Too many women skip their pap test and miss out on early cancer detection.
Going for a pap smear isn’t awful, but it isn’t a great experience. Many women avoid getting it done simply because it’s uncomfortable and can be awkward. According to the World Health Organization however, a smear is the only test done in large populations shown to reduce cervical cancer incidence and mortality.
A new study is contesting this. Researchers from the University of Manchester believe a urine test could be just as effective.

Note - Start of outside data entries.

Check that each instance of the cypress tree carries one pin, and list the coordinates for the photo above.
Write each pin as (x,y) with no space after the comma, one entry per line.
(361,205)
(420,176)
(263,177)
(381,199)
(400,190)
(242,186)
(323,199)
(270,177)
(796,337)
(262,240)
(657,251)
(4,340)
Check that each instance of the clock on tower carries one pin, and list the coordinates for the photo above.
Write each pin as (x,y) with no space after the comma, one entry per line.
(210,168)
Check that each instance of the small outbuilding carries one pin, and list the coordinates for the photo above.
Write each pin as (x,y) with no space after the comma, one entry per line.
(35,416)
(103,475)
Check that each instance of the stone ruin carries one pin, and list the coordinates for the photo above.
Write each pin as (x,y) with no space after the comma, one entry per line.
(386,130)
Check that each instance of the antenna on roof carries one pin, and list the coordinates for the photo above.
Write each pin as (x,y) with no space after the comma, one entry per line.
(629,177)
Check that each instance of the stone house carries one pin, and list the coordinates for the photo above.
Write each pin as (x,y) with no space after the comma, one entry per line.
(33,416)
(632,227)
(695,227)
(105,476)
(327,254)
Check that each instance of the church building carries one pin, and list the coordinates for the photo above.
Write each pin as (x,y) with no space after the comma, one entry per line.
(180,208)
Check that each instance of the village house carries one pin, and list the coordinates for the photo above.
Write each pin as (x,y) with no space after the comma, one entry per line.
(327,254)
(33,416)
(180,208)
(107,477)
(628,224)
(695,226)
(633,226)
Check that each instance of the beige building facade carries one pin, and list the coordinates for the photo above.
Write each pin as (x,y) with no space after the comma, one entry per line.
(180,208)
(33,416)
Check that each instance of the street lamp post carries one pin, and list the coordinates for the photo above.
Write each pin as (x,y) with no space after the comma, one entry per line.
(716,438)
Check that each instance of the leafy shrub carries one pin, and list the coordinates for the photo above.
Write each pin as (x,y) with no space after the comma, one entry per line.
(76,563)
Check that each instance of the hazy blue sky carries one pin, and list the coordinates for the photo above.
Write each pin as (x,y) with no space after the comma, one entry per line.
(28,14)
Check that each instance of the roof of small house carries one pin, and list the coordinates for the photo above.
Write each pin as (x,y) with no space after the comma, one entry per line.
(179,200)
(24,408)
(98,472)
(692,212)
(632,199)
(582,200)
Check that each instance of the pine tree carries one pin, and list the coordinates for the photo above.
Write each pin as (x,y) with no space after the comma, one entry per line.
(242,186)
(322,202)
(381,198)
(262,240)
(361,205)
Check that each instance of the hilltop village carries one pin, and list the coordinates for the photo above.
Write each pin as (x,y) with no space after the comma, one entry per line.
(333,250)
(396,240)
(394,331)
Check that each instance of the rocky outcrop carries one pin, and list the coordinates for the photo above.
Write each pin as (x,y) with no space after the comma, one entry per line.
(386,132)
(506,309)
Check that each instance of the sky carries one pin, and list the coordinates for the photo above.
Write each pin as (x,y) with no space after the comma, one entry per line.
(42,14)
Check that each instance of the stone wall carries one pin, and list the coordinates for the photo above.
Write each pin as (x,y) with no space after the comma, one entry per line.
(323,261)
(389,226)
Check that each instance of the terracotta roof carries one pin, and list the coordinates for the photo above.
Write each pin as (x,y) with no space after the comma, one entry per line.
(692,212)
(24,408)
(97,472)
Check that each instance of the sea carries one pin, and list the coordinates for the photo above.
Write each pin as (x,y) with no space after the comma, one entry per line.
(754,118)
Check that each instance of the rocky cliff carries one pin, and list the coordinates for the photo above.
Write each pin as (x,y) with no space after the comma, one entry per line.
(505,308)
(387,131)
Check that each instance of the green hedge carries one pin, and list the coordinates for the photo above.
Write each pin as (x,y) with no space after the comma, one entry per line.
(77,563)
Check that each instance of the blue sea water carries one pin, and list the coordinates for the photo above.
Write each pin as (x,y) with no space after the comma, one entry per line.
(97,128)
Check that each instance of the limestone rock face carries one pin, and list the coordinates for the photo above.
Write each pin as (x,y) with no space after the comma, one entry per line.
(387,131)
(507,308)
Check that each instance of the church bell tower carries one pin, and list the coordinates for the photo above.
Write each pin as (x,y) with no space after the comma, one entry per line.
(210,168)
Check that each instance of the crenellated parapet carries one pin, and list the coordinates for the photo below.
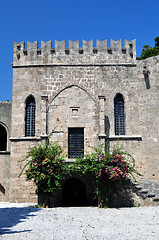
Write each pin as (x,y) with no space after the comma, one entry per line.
(87,55)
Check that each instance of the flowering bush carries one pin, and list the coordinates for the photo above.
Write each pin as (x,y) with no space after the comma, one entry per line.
(108,170)
(46,166)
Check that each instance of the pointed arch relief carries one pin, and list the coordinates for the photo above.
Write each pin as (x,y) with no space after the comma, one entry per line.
(70,86)
(3,137)
(72,107)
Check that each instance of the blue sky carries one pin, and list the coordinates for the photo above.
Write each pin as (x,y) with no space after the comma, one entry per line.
(33,20)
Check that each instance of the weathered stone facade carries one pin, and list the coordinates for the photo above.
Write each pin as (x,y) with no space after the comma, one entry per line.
(75,88)
(5,133)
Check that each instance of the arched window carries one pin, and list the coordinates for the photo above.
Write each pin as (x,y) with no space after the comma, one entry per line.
(119,115)
(30,117)
(3,138)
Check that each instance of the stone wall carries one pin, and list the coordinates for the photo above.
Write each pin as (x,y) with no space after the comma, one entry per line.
(86,80)
(5,121)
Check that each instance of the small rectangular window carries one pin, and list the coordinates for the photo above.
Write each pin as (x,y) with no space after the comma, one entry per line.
(75,142)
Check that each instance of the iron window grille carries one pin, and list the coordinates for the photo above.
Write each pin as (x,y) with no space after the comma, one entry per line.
(3,138)
(30,117)
(75,142)
(119,115)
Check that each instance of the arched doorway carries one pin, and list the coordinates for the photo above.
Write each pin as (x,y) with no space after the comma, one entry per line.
(74,193)
(3,138)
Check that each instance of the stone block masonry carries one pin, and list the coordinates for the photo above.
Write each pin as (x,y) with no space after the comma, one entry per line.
(75,88)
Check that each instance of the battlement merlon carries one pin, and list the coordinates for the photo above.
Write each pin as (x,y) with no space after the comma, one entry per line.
(87,55)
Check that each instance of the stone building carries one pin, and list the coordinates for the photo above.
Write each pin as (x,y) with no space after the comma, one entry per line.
(88,96)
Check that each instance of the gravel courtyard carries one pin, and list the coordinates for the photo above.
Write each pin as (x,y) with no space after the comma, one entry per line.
(22,221)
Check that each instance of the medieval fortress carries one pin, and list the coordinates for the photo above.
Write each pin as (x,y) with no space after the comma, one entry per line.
(88,96)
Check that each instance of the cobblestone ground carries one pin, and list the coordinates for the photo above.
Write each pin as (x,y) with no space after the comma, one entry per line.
(22,221)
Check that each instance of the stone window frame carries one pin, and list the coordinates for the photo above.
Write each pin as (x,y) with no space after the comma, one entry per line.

“Many younger women avoid the NHS cervical cancer screening programme because they find it embarrassing or uncomfortable, particularly if they have gynaecological conditions like endometriosis,” says the study’s lead author, Dr Emma Crosbie.
Detecting cervical cancer early is key to treating it in time, scientists say.
The illness has been found to be most common in women aged 30 to 35 years. Thankfully, the precancerous stage of the deadly disease is detectable as early as 5 to 10 years before this. The bad news is, up to a third of women fail to show up to their smear test, statistics show.
Campaigns encouraging women to attend cervical screenings have helped improve numbers, but the effects aren’t long lasting.
“We clearly need a more sustainable solution,” Crosbie comments.
Urine tests, which are easier to complete and provide more autonomy, proved promising in the study and researchers are looking forward to a trial with a greater number of women.